It can be complicated.

Back in the dusty past, you might have controlled a motor with a power rheostat (a big variable resistor). It couldn't be set too high or the resulting brownout would fry the motor. It also dumps off the difference between full power and its current setting as heat, since it is a big resistor. Not very useful and very inefficient.

These days, the cheapest way to control AC motor speed is through VFD- basically you convert the AC to DC, then use the DC to make a new pulsed AC waveform that has variations in voltage and frequency.

I am guessing (hoping?) that blowers have gone VFD over the years. It's cheap these days. If you have a VFD control, you cannot measure the output with a multimeter- though you can see it on an oscilliscope or frequency analyzer.
 
If a thermostat is used to control a blower on a heating appliance, is the excess heat still considered an inefficency?
 
If a thermostat is used to control a blower on a heating appliance, is the excess heat still considered an inefficency?

Witty! But actually the heat is just wasted electricity.
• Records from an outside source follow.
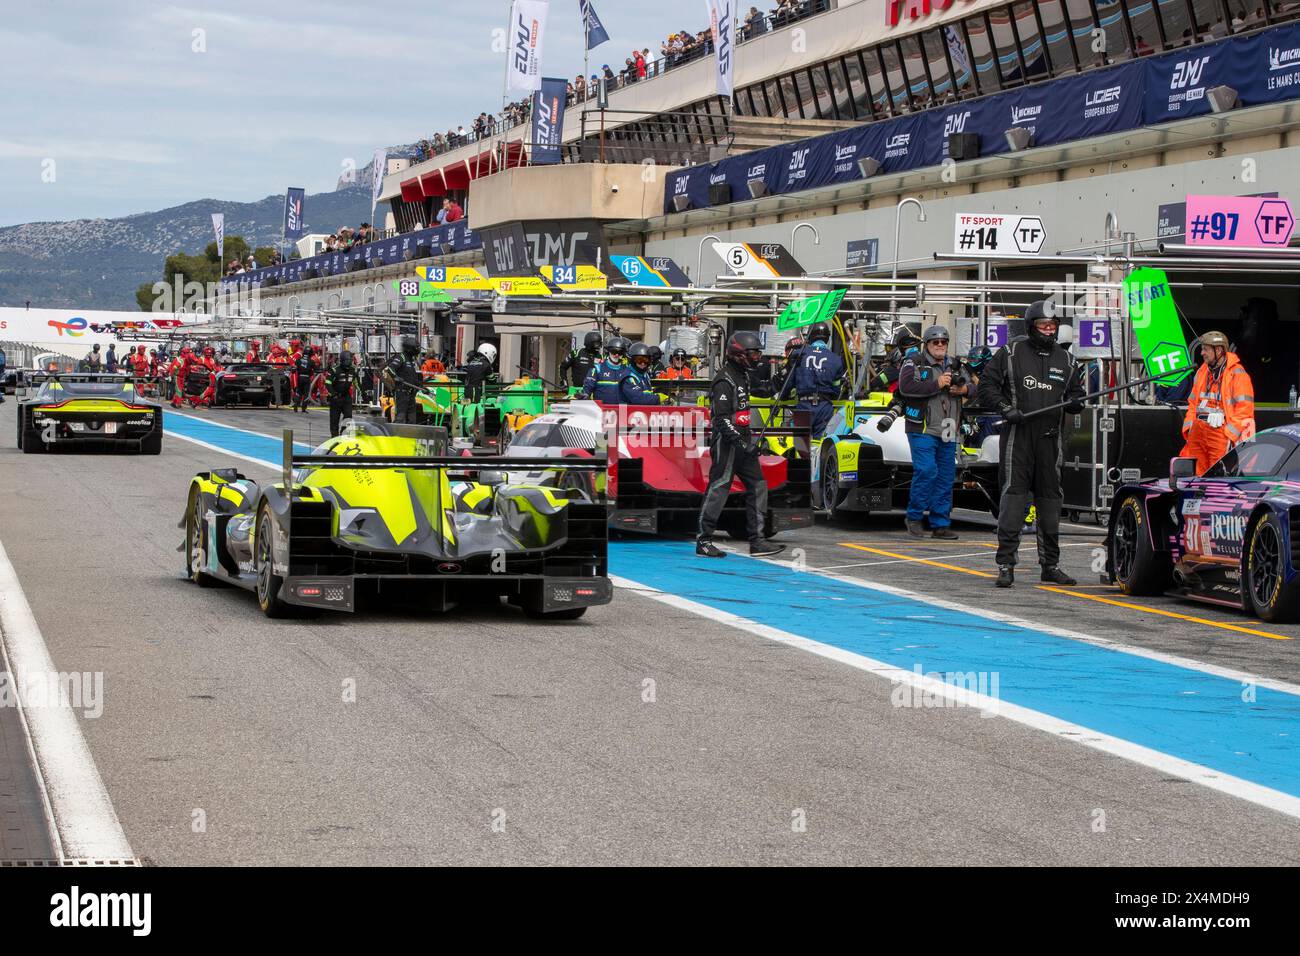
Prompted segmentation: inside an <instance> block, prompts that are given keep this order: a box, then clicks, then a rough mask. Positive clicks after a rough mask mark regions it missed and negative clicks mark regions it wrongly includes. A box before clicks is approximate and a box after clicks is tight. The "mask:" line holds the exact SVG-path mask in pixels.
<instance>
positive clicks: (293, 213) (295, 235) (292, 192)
mask: <svg viewBox="0 0 1300 956" xmlns="http://www.w3.org/2000/svg"><path fill="white" fill-rule="evenodd" d="M305 195H307V190H304V189H302V187H300V186H290V187H289V191H287V193H285V238H286V239H300V238H303V198H304V196H305Z"/></svg>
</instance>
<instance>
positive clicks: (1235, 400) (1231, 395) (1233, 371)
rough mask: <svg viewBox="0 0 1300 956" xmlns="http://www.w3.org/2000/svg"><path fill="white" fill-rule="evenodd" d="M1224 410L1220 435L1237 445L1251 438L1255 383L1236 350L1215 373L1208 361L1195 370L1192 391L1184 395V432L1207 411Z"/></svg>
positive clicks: (1187, 430) (1254, 427) (1254, 407)
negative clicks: (1253, 383)
mask: <svg viewBox="0 0 1300 956" xmlns="http://www.w3.org/2000/svg"><path fill="white" fill-rule="evenodd" d="M1214 408H1222V410H1223V434H1225V436H1227V440H1229V441H1230V442H1232V444H1234V445H1236V444H1238V442H1242V441H1245V440H1247V438H1253V437H1255V384H1253V382H1252V381H1251V376H1249V373H1247V371H1245V369H1244V368H1243V367H1242V360H1240V359H1239V358H1236V352H1229V354H1227V356H1226V359H1225V362H1223V371H1222V372H1221V373H1219V375H1218V376H1214V373H1213V372H1212V371H1210V367H1209V364H1208V363H1201V367H1200V368H1199V369H1196V381H1195V382H1193V384H1192V394H1190V395H1188V397H1187V418H1184V419H1183V434H1184V436H1186V434H1187V433H1188V432H1191V431H1192V423H1193V421H1196V420H1197V418H1199V419H1201V420H1203V421H1204V420H1205V416H1206V412H1209V411H1212V410H1214Z"/></svg>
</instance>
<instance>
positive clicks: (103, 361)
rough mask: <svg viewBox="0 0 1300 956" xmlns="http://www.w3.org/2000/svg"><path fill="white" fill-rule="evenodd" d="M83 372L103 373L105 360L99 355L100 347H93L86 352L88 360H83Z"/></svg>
mask: <svg viewBox="0 0 1300 956" xmlns="http://www.w3.org/2000/svg"><path fill="white" fill-rule="evenodd" d="M82 365H83V368H82V371H83V372H103V371H104V358H103V356H101V355H100V354H99V346H98V345H94V346H91V349H90V351H88V352H86V358H85V359H82Z"/></svg>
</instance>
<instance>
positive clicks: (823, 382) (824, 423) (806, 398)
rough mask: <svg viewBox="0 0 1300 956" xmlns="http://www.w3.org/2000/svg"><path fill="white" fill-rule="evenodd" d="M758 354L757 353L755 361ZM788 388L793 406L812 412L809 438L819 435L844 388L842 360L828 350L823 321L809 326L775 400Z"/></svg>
mask: <svg viewBox="0 0 1300 956" xmlns="http://www.w3.org/2000/svg"><path fill="white" fill-rule="evenodd" d="M762 356H763V354H762V352H759V360H761V359H762ZM792 390H793V392H794V394H796V395H798V399H800V403H798V405H797V406H796V408H800V410H802V411H809V412H811V414H813V437H814V438H820V437H822V433H823V432H826V427H827V425H828V424H831V418H832V416H833V415H835V405H833V403H835V402H836V401H837V399H839V398H840V393H841V392H842V390H844V359H841V358H840V356H839V355H836V354H835V352H833V351H831V326H829V325H827V324H826V323H816V324H815V325H814V326H813V328H811V329H809V343H807V345H806V346H803V349H802V350H800V352H798V354H797V355H796V358H794V362H793V363H792V365H790V375H789V377H788V378H787V380H785V384H784V385H783V386H781V393H780V395H777V401H784V399H785V398H787V395H789V394H790V392H792Z"/></svg>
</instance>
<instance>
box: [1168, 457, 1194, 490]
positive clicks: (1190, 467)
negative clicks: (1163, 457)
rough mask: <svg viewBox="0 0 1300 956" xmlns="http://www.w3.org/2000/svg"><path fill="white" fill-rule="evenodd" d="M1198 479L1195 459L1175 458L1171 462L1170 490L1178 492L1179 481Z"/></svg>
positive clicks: (1169, 473)
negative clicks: (1180, 480)
mask: <svg viewBox="0 0 1300 956" xmlns="http://www.w3.org/2000/svg"><path fill="white" fill-rule="evenodd" d="M1190 477H1196V459H1195V458H1174V459H1171V460H1170V462H1169V488H1170V490H1174V492H1177V490H1178V481H1179V479H1190Z"/></svg>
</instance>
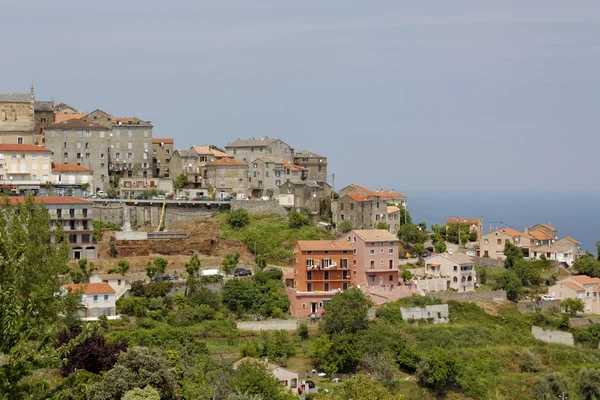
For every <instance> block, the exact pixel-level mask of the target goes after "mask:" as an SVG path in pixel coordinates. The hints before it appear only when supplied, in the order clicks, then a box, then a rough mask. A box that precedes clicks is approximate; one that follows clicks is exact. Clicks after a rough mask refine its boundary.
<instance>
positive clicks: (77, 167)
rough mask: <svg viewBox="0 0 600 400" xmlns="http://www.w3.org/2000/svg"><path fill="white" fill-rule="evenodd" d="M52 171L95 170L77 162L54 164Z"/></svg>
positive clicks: (78, 170) (88, 170)
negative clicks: (81, 165)
mask: <svg viewBox="0 0 600 400" xmlns="http://www.w3.org/2000/svg"><path fill="white" fill-rule="evenodd" d="M52 171H69V172H94V170H93V169H90V168H86V167H82V166H81V165H77V164H54V165H53V166H52Z"/></svg>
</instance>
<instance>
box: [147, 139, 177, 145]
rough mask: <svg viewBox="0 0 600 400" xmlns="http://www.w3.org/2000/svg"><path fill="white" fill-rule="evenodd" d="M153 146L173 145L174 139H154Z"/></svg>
mask: <svg viewBox="0 0 600 400" xmlns="http://www.w3.org/2000/svg"><path fill="white" fill-rule="evenodd" d="M152 143H153V144H161V143H164V144H173V138H152Z"/></svg>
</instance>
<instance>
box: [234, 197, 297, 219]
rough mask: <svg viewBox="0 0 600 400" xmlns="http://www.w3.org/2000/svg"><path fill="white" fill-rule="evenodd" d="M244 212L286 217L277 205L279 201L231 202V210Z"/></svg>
mask: <svg viewBox="0 0 600 400" xmlns="http://www.w3.org/2000/svg"><path fill="white" fill-rule="evenodd" d="M239 209H242V210H246V211H248V212H251V213H257V214H269V213H275V214H279V215H287V211H286V210H285V208H283V207H282V206H281V205H280V204H279V200H277V199H270V200H232V201H231V210H239Z"/></svg>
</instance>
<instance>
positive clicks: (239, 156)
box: [225, 137, 294, 165]
mask: <svg viewBox="0 0 600 400" xmlns="http://www.w3.org/2000/svg"><path fill="white" fill-rule="evenodd" d="M225 150H227V152H228V153H229V154H232V155H233V157H234V158H235V159H236V160H238V161H241V162H243V163H246V164H248V165H250V164H251V163H253V162H254V160H257V159H258V158H260V157H273V158H276V159H279V160H285V161H288V162H293V160H294V149H293V148H291V147H290V145H288V144H287V143H285V142H284V141H282V140H281V139H276V138H269V137H263V138H260V139H248V140H240V139H238V140H236V141H234V142H232V143H229V144H228V145H226V146H225Z"/></svg>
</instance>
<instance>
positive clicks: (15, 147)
mask: <svg viewBox="0 0 600 400" xmlns="http://www.w3.org/2000/svg"><path fill="white" fill-rule="evenodd" d="M0 151H34V152H38V153H51V152H52V151H50V150H49V149H46V148H43V147H42V146H37V145H35V144H0Z"/></svg>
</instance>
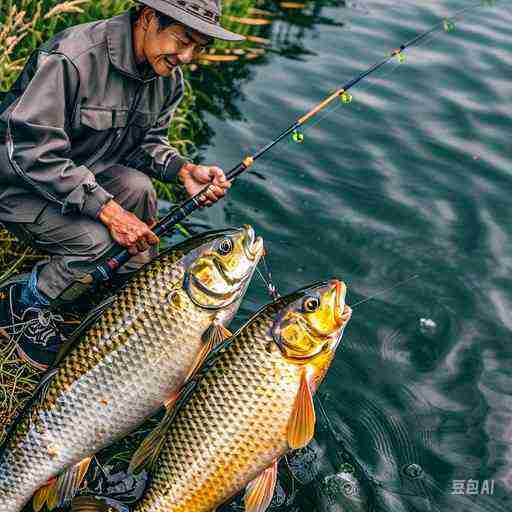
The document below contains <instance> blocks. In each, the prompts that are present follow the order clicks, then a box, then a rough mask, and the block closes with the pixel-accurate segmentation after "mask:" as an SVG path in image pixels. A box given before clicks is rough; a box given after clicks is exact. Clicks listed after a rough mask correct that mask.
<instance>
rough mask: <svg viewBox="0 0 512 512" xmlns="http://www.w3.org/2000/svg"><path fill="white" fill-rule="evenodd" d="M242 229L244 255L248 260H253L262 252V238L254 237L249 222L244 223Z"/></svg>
mask: <svg viewBox="0 0 512 512" xmlns="http://www.w3.org/2000/svg"><path fill="white" fill-rule="evenodd" d="M243 230H244V240H243V247H244V251H245V255H246V256H247V258H248V259H249V260H251V261H254V260H256V259H257V258H259V257H261V255H262V254H263V238H261V236H258V237H256V234H255V233H254V229H253V228H252V226H250V225H249V224H245V225H244V226H243Z"/></svg>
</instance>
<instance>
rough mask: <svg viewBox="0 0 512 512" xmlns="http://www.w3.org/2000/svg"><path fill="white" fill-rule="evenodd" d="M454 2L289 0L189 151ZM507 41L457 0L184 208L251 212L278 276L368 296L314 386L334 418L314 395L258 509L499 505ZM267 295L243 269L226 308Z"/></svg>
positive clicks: (506, 356)
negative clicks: (307, 438)
mask: <svg viewBox="0 0 512 512" xmlns="http://www.w3.org/2000/svg"><path fill="white" fill-rule="evenodd" d="M274 5H275V4H274ZM467 5H469V2H467V1H464V2H461V1H447V0H444V1H441V0H429V1H428V2H426V1H419V0H408V1H391V2H388V1H383V0H381V1H365V2H346V3H344V2H338V3H336V2H324V3H322V2H309V3H308V4H307V8H306V9H303V10H300V11H285V14H284V15H280V16H279V17H278V18H277V19H276V20H275V21H274V23H273V24H272V25H271V26H269V27H268V29H267V31H266V35H267V37H269V38H271V40H272V49H273V51H271V52H267V54H266V56H265V58H263V59H262V60H260V61H258V62H257V63H255V64H253V65H251V66H250V68H248V71H247V73H246V76H245V77H244V79H243V80H241V81H239V82H236V86H233V87H232V88H229V87H228V88H226V95H225V96H226V98H225V100H232V103H233V105H234V109H233V110H234V112H227V111H224V115H222V116H215V115H210V114H207V115H206V120H207V122H208V125H209V127H210V129H211V130H212V131H213V132H214V134H215V135H214V136H213V137H212V139H211V141H210V144H209V145H208V146H207V147H205V148H204V150H203V151H202V158H203V160H204V161H207V162H210V163H216V164H219V165H222V166H223V167H224V168H226V169H228V168H230V167H231V166H232V165H234V164H236V163H237V162H238V161H239V160H240V159H241V158H242V157H243V156H245V154H247V153H248V152H249V153H251V152H253V151H254V150H255V149H256V148H259V147H261V146H262V145H264V144H266V143H267V142H268V141H269V139H270V138H271V137H273V136H275V135H277V134H278V133H279V132H280V131H281V129H283V128H285V127H286V126H288V125H289V124H290V123H291V122H292V120H294V119H296V118H297V117H298V116H300V115H302V114H303V113H304V112H306V111H307V110H309V109H310V108H311V107H312V105H313V104H315V103H316V102H318V101H320V100H321V99H322V98H323V97H324V96H325V95H326V94H327V93H328V92H330V91H332V90H334V89H335V88H336V87H339V86H340V85H341V84H343V83H344V82H345V81H347V80H349V79H351V78H352V77H354V76H355V75H357V74H358V73H360V72H361V71H363V70H364V69H366V68H367V67H369V66H370V65H371V64H373V63H374V62H376V61H378V60H380V59H381V58H382V57H383V56H384V55H385V54H386V52H388V51H390V50H392V49H393V48H395V47H397V46H399V45H400V44H401V43H403V42H405V41H407V40H408V39H411V38H412V37H414V36H415V35H416V34H417V33H419V32H421V31H423V30H426V29H427V28H429V26H431V25H433V24H435V23H438V22H439V21H440V20H442V19H443V18H444V17H446V16H449V15H450V14H451V13H453V12H455V11H457V10H458V9H461V8H463V7H466V6H467ZM511 50H512V10H511V9H510V5H509V3H508V2H498V3H497V4H496V6H495V7H493V8H485V9H479V10H476V11H474V12H471V13H470V14H468V15H467V16H466V17H464V19H463V20H461V21H458V22H457V23H456V25H455V30H453V31H451V32H448V33H447V32H445V31H440V32H439V33H437V34H435V35H434V36H433V37H432V38H430V39H428V40H427V41H426V42H424V43H423V44H421V45H420V46H419V47H416V48H414V49H412V50H411V51H408V52H407V60H406V62H405V63H403V64H399V63H398V62H397V61H394V62H393V63H392V64H389V65H387V66H386V67H385V68H384V69H383V70H381V71H380V72H378V73H376V74H375V75H373V76H372V77H371V78H369V79H367V80H365V81H364V83H362V84H360V85H359V86H357V87H356V88H354V90H353V96H354V99H353V102H352V103H351V104H349V105H343V104H341V102H340V103H337V104H336V105H335V111H333V112H331V113H329V114H328V115H327V116H325V115H324V114H322V115H320V116H319V118H317V119H315V121H314V122H313V123H311V124H310V125H309V127H308V128H307V129H306V130H305V132H304V134H305V143H304V144H303V145H298V144H295V143H293V141H291V140H290V141H289V142H286V143H284V144H281V145H280V146H278V147H277V148H276V149H275V150H273V151H272V152H271V153H269V154H268V155H267V156H265V157H264V158H263V159H262V160H261V162H258V163H257V165H255V167H254V170H255V171H256V173H257V174H253V175H252V176H247V177H244V178H242V179H241V180H240V181H239V182H238V183H237V185H236V186H235V187H234V188H233V190H232V192H231V193H230V195H229V198H228V200H226V201H225V202H224V203H222V204H219V205H217V206H215V207H214V208H212V209H211V210H210V211H208V212H207V213H204V214H201V215H200V216H196V220H197V219H201V222H205V223H208V224H210V225H225V224H228V225H241V224H243V223H251V224H252V225H253V226H254V227H255V229H256V230H257V232H258V234H260V235H262V236H263V237H264V238H265V240H266V242H267V246H268V250H269V255H268V257H267V262H268V265H269V267H270V268H271V270H272V274H273V278H274V281H275V284H276V285H277V286H278V288H279V291H280V292H281V293H287V292H290V291H292V290H294V289H296V288H298V287H300V286H303V285H305V284H308V283H310V282H313V281H317V280H319V279H324V278H329V277H331V276H337V277H339V278H342V279H343V280H344V281H345V282H346V283H347V285H348V288H349V293H348V297H347V299H348V303H349V304H356V303H358V302H359V301H362V300H364V299H365V298H367V297H373V296H375V298H373V299H372V300H369V301H367V302H365V303H362V304H360V305H358V306H356V307H355V308H354V314H353V317H352V320H351V322H350V325H349V327H348V328H347V330H346V332H345V337H344V343H343V345H342V347H341V348H340V349H339V353H338V356H337V359H336V362H335V364H334V367H333V368H332V369H331V371H330V374H329V375H328V378H327V380H326V382H325V383H324V385H323V387H322V388H321V390H320V401H321V405H322V406H323V409H324V410H325V412H326V416H327V417H328V418H329V420H330V423H328V422H327V421H326V420H325V416H324V415H323V414H320V413H319V426H318V430H317V436H316V439H315V441H314V443H313V444H312V445H311V447H309V448H308V449H307V450H303V451H302V452H299V453H298V454H295V455H294V456H292V457H290V459H289V461H288V464H287V465H286V464H284V463H283V467H282V469H281V473H280V474H281V478H280V488H279V492H278V493H277V494H276V497H275V499H274V502H273V505H272V507H271V510H273V511H284V510H286V511H308V512H309V511H322V512H324V511H327V512H334V511H340V512H341V511H343V512H345V511H363V510H364V511H366V510H383V511H393V512H395V511H397V512H401V511H442V512H444V511H448V510H452V511H457V512H459V511H461V512H462V511H471V512H473V511H484V510H485V511H506V510H512V498H511V494H510V493H511V488H512V445H511V440H512V397H511V390H512V373H511V360H512V358H511V354H512V350H511V341H512V340H511V331H510V329H511V327H512V315H511V312H510V311H511V308H512V287H511V278H510V274H509V272H511V270H512V255H511V241H512V228H511V223H510V215H511V199H510V198H511V196H512V152H511V142H510V141H511V133H512V117H511V116H512V114H511V112H512V80H511V79H512V71H511V66H512V51H511ZM233 66H240V64H237V63H235V64H233ZM228 67H229V66H228ZM238 69H239V70H240V67H239V68H238ZM211 80H212V81H215V80H216V77H215V75H214V74H212V77H211ZM203 87H205V90H208V82H206V83H205V84H203ZM230 95H239V96H233V97H231V96H230ZM236 110H238V112H239V114H240V115H239V116H237V114H236ZM329 110H332V109H329ZM237 117H239V118H237ZM383 291H386V292H385V293H381V292H383ZM266 301H268V296H267V294H266V289H265V287H264V286H263V284H262V282H260V283H257V284H255V285H253V287H252V289H251V291H250V292H249V294H248V296H247V300H246V301H245V303H244V306H243V308H242V309H241V315H240V316H239V321H240V322H241V321H243V320H245V319H246V318H247V317H248V316H249V315H250V314H251V312H253V311H254V310H256V309H257V308H258V307H259V306H260V305H261V304H263V303H265V302H266ZM461 482H462V483H461ZM461 489H462V492H464V495H462V494H456V493H458V492H461ZM491 492H492V494H491ZM223 510H240V508H239V501H236V502H235V503H233V504H231V505H228V506H226V507H224V509H223Z"/></svg>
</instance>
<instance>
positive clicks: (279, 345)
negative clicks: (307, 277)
mask: <svg viewBox="0 0 512 512" xmlns="http://www.w3.org/2000/svg"><path fill="white" fill-rule="evenodd" d="M346 293H347V287H346V285H345V283H343V282H342V281H339V280H338V279H332V280H330V281H326V282H322V283H317V284H314V285H312V286H308V287H306V288H303V289H302V290H299V291H298V292H295V293H294V294H292V295H290V296H288V297H287V298H285V304H286V302H287V304H286V306H285V307H284V308H283V309H282V311H281V312H280V314H279V315H278V317H277V320H276V321H275V323H274V326H273V328H272V330H273V339H274V341H275V342H276V344H277V346H278V347H279V349H280V351H281V353H282V355H283V357H284V358H285V359H286V360H287V361H289V362H290V363H292V364H297V365H300V366H308V367H309V368H310V369H311V370H312V372H313V374H314V375H315V376H317V377H318V379H321V378H322V377H323V375H324V374H325V372H326V371H327V369H328V367H329V365H330V362H331V361H332V359H333V357H334V354H335V352H336V349H337V348H338V345H339V344H340V341H341V337H342V335H343V330H344V328H345V326H346V325H347V323H348V321H349V319H350V316H351V314H352V310H351V309H350V307H349V306H347V305H346V304H345V296H346Z"/></svg>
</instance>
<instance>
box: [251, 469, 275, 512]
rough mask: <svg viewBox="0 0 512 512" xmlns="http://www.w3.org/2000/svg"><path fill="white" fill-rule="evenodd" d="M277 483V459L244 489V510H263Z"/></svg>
mask: <svg viewBox="0 0 512 512" xmlns="http://www.w3.org/2000/svg"><path fill="white" fill-rule="evenodd" d="M276 483H277V460H276V461H275V462H274V463H273V464H272V465H271V466H270V467H268V468H267V469H266V470H265V471H263V473H261V474H260V475H259V476H258V477H257V478H255V479H254V480H253V481H252V482H251V483H250V484H249V485H248V486H247V488H246V489H245V497H244V502H245V512H265V510H267V508H268V506H269V505H270V502H271V501H272V496H274V490H275V488H276Z"/></svg>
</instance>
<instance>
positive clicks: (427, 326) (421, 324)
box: [420, 318, 437, 335]
mask: <svg viewBox="0 0 512 512" xmlns="http://www.w3.org/2000/svg"><path fill="white" fill-rule="evenodd" d="M420 330H421V333H422V334H424V335H433V334H435V333H436V330H437V324H436V323H435V322H434V320H432V319H431V318H420Z"/></svg>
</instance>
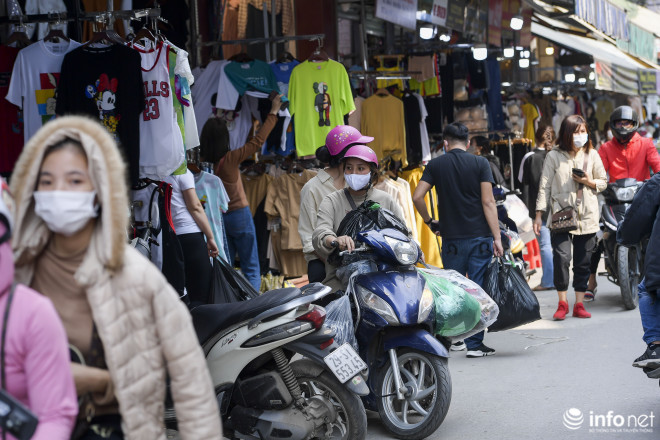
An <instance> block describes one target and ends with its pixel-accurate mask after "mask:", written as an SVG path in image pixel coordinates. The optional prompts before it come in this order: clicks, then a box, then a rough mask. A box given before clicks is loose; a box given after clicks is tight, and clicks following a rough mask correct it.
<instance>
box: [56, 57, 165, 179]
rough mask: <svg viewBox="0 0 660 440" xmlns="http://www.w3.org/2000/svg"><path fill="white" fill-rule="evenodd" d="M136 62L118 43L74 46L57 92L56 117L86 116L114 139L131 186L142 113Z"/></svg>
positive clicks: (138, 63)
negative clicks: (114, 44) (121, 153)
mask: <svg viewBox="0 0 660 440" xmlns="http://www.w3.org/2000/svg"><path fill="white" fill-rule="evenodd" d="M140 62H141V59H140V54H139V53H138V52H136V51H134V50H133V49H130V48H128V47H126V46H122V45H119V44H115V45H113V46H110V47H104V48H94V47H80V48H78V49H76V50H74V51H73V52H70V53H68V54H67V55H66V56H65V57H64V62H63V63H62V75H61V78H60V83H59V86H58V90H57V108H56V113H57V114H58V115H66V114H86V115H89V116H92V117H93V118H95V119H96V120H98V121H100V122H101V123H102V124H103V125H104V126H105V128H106V129H107V130H108V132H110V134H111V135H113V136H114V138H115V140H117V141H119V146H120V148H121V150H122V151H123V153H124V157H125V158H126V159H127V160H128V166H129V178H130V181H131V183H132V184H133V185H135V184H136V183H137V181H138V177H139V164H140V117H141V116H142V112H143V111H144V110H145V107H144V99H145V96H144V84H143V82H142V73H141V70H140ZM158 90H159V89H158V88H157V89H156V91H158Z"/></svg>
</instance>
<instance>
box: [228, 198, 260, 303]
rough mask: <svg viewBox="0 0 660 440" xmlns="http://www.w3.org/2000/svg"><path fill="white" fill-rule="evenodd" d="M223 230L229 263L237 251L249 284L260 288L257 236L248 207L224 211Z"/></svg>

And the little heat generated costs real money for what is produced.
 
If a thermostat is used to control a blower on a heating appliance, is the excess heat still considered an inefficency?

Efficiency is useful work performed for energy used.

So if you put a window air conditioner in the middle of the room and ran it, it would be 0% efficient if you wanted it to be colder in the room, or close to 100% efficient if you wanted it to be hotter in the room.

If it was in a room with two people, one of which wanted it colder and one of which wanted it hotter, I am not sure how you'd figure it. 50% is the compromise number, and that number is demonstrably wrong. :)

In your example with a blower on a rheostat, it's still partly a psychology question. Does the user consider his wood-fired BTUs or his electrical BTUs cheaper? (It almost doesn't matter though, because for most stoves, the blower is using tens of joules of electricity to harvest hundreds of joules of heat that would otherwise go up the flue.... until the fire goes out.)

You can reduce it to a math question by using a common unit like joules on both sides, but your user might not agree with the answer.
 
I've always wondered about stuff like that.


At my cabin I keep a 100w bulb in a corner lamp. When I enter in the winter, I flip the light on. I always figure the light/heat ratio works in my favor.
 
Tried my neighbor's controller and same thing happened. I'm thinking if the fan speed increases but voltage and I assume frequency remain constant, then the current is increasing somehow. Don't think it's temperature related. Something to do with a capacitor or resistor I guess. I don't know enough about that stuff or what is in my controller. I can't even find a way to get it open without destroying it.